Later — after the medicine, after Dr. Kavya's follow-up visit, after Priya had produced lunch with the thoroughness of someone compensating for a frightening night — they were in the study.

Tenzin was in his chair, doing something that was technically the Foundation review but was mostly him sitting in the same room as her in the particular way he sat when he needed to be near something steady.

After a while he said: "You guessed. About the scent."

She looked up from the file.

"Last night," he said. "You came and sat close and I calmed down." He looked at his hands. "Vikram-ji's report said my father was always on medication. That he smelled of it." He looked at her. "You figured it out."

"It was logical," she said.

"It was kind," he said. "Those aren't the same thing."

She looked at the file.

"You've been telling yourself they're the same thing for a long time," he said. Not accusingly. Observationally, in the way he observed things about her. "Doing kind things and calling them logical because that's easier to hold."

She said nothing.

"I notice," he said. "I want you to know I notice."

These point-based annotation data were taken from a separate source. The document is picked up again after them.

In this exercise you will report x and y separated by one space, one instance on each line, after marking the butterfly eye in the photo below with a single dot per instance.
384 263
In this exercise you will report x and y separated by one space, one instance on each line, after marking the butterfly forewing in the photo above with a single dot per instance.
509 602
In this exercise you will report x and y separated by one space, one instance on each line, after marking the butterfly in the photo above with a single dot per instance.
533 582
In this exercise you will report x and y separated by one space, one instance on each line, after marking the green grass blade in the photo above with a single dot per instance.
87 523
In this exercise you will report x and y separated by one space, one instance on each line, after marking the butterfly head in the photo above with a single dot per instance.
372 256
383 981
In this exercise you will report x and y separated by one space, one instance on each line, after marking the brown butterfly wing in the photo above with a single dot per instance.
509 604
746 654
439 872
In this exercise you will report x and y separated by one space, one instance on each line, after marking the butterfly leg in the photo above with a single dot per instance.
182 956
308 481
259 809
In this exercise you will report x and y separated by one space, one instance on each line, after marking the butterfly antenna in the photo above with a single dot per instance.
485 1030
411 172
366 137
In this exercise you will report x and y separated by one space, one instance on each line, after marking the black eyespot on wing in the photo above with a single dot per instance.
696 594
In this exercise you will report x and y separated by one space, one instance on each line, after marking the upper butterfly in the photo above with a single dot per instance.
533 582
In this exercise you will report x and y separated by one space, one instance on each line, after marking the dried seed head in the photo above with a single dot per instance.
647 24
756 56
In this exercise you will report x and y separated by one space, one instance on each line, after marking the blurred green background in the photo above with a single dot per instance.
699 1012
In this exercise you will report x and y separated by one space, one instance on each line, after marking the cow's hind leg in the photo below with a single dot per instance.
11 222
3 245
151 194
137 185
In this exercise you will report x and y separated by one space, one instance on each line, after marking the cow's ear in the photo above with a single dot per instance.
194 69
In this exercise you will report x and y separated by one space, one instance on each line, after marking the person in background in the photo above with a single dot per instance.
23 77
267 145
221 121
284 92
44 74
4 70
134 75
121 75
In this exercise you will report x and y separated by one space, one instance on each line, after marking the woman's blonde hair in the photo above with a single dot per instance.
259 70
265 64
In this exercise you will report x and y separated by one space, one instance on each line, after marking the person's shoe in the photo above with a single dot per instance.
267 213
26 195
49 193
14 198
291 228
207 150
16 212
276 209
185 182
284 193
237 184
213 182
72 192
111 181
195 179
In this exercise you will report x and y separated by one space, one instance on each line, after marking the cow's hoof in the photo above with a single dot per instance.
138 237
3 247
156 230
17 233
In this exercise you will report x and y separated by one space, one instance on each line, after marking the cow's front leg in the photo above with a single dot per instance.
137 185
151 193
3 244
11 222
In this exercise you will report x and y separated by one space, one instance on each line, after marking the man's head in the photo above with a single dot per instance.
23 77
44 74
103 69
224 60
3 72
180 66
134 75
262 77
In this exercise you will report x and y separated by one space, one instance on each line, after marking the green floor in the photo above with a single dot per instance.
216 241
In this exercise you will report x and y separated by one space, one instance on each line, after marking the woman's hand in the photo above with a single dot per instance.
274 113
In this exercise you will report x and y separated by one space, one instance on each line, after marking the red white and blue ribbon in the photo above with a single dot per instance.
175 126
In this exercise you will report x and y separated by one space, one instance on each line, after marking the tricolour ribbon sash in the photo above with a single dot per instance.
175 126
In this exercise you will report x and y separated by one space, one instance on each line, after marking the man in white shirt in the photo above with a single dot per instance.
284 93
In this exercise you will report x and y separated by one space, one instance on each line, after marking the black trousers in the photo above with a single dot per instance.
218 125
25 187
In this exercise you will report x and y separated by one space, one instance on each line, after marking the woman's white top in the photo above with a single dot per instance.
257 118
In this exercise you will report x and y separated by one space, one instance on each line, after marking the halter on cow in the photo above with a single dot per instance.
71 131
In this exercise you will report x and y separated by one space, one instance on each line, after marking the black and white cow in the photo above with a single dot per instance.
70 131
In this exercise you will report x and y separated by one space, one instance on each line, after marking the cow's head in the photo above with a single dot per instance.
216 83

She looked at the window. At the garden drying out in the afternoon light. At the clay box on the windowsill where the sugar lotus was.

"You needed to be calm," she said. "A restless fever patient is harder to manage. It was practical."

He looked at her. The corner of his mouth moved — the small private movement she had learned was his version of the almost-smile she had, the expression he kept for things he was pleased about but wasn't going to make into an announcement.

"You feel sorry for me," he said.

She looked at him sharply. "I don't—"

"You guessed right," he said, the same tone she would eventually recognize as borrowed from her — the dry, certain tone she used when she had already won an argument. "The prince felt sorry for me." His eyes were doing the warm thing they did when he was very gently teasing her. "That's why she stayed all night."

She looked at him.

He looked back at her with the expression of someone who has decided to be entirely unrepentant.

"You talk too much," she said.

"I know," he said. He was still doing the small pleased expression. "Should I stop?"

She turned back to the file.

"No," she said, to the file, in the tone she used when she meant the opposite of what she was about to say. "It's insufferable and I'm completely used to it. Don't change anything."

He looked at the side of her face for a moment — the way she said important things to inanimate objects instead of to him, the way the corner of her mouth did the thing it did when she said them.

He turned back to the Foundation review.

The study lamp made its circle. The afternoon dried out the garden. The clay box sat on the windowsill with the sugar lotus inside, keeping.